As the novel unfolds, three other characters end up with the president’s hat: a woman in an unhappy love affair, a famous perfumer who hasn’t been able to create anything new for years and is in a deep depression, and a wealthy man who has come to disdain all that his familiar world stands for. As each of them possesses the hat for a brief time, their lives are changed. Daniel gets a promotion. Fanny finds the gumption to leave her lover. Pierre rediscovers his creativity. Bernard thinks for himself, and discovers a passion for modern art.

Does the president get his hat back? You’ll have to read the book to see. Once again Laurain transports readers to Paris, brings each scene alive with little details like the “ramekin of shallot vinegar” served alongside the seafood platter Daniel orders. Or a scene in which Pierre describes an African fetish in his analyst’s office.

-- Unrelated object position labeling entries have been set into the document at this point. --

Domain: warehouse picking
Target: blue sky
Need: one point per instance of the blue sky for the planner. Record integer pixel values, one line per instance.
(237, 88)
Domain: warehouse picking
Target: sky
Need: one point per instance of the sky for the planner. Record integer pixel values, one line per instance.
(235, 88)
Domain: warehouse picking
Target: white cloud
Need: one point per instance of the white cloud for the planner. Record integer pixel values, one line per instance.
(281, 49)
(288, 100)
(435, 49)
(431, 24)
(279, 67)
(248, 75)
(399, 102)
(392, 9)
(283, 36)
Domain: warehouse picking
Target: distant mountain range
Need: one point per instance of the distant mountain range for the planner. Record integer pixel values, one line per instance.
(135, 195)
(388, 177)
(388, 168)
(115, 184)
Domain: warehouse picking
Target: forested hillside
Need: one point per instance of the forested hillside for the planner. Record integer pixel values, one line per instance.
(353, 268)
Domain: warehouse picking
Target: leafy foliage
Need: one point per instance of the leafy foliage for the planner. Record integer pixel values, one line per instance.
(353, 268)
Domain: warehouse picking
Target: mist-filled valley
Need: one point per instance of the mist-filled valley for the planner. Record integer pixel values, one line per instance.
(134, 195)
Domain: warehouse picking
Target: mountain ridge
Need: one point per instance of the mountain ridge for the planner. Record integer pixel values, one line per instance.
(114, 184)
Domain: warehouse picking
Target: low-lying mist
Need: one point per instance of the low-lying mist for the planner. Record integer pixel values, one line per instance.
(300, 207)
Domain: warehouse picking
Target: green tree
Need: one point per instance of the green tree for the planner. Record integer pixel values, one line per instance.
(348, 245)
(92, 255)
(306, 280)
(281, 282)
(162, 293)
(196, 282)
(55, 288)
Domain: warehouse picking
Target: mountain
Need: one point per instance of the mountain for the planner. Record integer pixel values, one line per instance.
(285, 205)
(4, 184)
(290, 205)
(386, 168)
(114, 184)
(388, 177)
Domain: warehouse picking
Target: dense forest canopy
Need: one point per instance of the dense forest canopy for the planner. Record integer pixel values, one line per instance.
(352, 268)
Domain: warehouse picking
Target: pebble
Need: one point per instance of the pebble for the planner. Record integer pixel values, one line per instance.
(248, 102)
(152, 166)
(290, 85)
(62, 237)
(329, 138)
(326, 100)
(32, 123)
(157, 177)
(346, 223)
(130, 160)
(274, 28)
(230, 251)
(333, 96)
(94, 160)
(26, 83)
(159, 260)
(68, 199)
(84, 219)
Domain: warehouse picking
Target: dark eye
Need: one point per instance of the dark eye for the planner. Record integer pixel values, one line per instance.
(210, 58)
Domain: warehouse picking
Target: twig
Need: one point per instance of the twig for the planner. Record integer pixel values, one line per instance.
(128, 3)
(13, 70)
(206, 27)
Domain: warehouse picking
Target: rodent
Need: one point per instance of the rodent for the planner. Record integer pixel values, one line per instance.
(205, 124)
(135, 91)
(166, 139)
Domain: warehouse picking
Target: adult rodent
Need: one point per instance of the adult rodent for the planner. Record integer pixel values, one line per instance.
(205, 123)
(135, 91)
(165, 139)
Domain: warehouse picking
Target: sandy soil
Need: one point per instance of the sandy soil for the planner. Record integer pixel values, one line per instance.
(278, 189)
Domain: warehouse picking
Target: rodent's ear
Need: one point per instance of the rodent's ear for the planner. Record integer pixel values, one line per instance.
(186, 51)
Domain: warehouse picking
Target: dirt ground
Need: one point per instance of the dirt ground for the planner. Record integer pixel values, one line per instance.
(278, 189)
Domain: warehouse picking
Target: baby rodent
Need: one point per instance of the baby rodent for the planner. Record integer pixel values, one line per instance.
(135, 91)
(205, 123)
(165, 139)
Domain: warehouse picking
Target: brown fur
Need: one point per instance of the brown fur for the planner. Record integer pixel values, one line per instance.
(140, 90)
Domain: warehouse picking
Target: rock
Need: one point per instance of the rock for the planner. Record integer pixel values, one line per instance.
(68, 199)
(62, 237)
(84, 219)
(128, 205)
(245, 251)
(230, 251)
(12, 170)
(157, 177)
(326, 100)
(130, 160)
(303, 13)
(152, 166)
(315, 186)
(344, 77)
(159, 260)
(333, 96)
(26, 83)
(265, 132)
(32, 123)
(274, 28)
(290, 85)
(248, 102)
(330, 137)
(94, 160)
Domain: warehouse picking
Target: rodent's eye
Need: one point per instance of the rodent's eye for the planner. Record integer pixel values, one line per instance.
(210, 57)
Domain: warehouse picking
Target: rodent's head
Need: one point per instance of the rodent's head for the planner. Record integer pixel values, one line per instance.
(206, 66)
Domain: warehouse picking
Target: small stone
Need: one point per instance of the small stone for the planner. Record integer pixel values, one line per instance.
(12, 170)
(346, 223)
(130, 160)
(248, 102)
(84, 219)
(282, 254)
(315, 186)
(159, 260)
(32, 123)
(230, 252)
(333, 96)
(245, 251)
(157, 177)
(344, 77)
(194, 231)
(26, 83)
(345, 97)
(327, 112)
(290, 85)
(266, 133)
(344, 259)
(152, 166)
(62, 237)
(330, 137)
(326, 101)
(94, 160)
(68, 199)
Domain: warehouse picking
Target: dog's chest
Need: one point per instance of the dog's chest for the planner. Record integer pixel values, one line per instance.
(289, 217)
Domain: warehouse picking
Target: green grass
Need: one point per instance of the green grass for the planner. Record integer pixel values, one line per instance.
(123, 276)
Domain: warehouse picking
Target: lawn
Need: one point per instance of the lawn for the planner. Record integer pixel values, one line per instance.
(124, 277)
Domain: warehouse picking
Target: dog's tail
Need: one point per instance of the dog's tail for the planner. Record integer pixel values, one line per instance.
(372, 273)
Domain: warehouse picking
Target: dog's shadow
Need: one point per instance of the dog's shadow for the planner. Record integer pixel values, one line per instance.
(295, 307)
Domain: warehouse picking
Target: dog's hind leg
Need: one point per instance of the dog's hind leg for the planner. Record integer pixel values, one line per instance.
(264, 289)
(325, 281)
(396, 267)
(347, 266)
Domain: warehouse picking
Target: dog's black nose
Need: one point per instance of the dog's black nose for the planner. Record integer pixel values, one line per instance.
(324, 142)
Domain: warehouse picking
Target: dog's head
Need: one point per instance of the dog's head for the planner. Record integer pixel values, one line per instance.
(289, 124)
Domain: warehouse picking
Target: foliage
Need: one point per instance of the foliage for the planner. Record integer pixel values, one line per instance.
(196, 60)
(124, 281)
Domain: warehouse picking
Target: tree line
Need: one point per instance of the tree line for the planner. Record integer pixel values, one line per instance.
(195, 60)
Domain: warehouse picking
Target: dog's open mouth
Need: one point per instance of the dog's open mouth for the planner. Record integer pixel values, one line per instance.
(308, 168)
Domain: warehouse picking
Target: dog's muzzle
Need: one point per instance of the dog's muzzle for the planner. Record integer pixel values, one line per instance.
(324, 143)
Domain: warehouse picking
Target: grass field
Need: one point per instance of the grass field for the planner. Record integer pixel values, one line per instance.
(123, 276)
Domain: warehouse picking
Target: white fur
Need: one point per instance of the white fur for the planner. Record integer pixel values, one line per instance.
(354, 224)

This story seems a little bit like a fable or fairy tale; there’s the implication that the hat has some sort of magic or power and is bringing changes to each of the characters’ lives, but Laurain never quite says, leaving the reader to draw his or her own conclusions. To me, that makes for better reading. There’s a discussion guide in the back; a book group might enjoy discussing the many social and cultural issues Laurain touches on as well as the charm of the novel itself.

The President’s Hat would be good vacation reading — thoughtful and well done, but not too taxing.